In such examples, a group of experts can be convened to specify actions with respect to various aspects of the datasets. For example, a group of experts can interact on client devices over a network (e.g., the Internet) and discuss groups of scenarios included in the dataset (e.g., relating to cancer patients, relating to tickets generated in a datacenter). Further, the experts can retrieve data (e.g., documents, tables) part of the dataset from a computing node to derive further insights into aspects of the dataset.
However, in many instances, processing the volume of data in the datasets can be resource-intensive and time-intensive. In such meetings, experts may have to manually process data in the datasets to discuss various topics. For example, experts may have to review numerous documents, records, etc., for multiple scenarios to gather information for a topic. As another example, experts may manually review each generated ticket for a datacenter (e.g., chronologically) and attempt to identify aspects of the tickets. This process can comprise an inefficient use of computing/computing network resources (e.g., by retrieving multiple pieces of data from the dataset). Further, such processes can miss identifying critical features in the dataset. For example, reviewing a small portion of tickets in a datacenter may not identify an attempted cyber attack (e.g., DDOS attack) to a datacenter.

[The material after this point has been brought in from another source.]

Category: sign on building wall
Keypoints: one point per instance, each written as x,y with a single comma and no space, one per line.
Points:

The present embodiments relate to processing datasets to automatically generate dockets comprising a set of topics derived from the datasets. For example, the dataset comprising data relating to a plurality of scenarios can be processed by a computer system to derive textual features for the plurality of scenarios. The textual features can represent various aspects relating to each scenario, such as conditions, values, etc., identified from medical records relating to a patient. The set of textual features can be populated into a corresponding feature vector. Textual feature can be added in the feature vector according to a type of data for each textual feature.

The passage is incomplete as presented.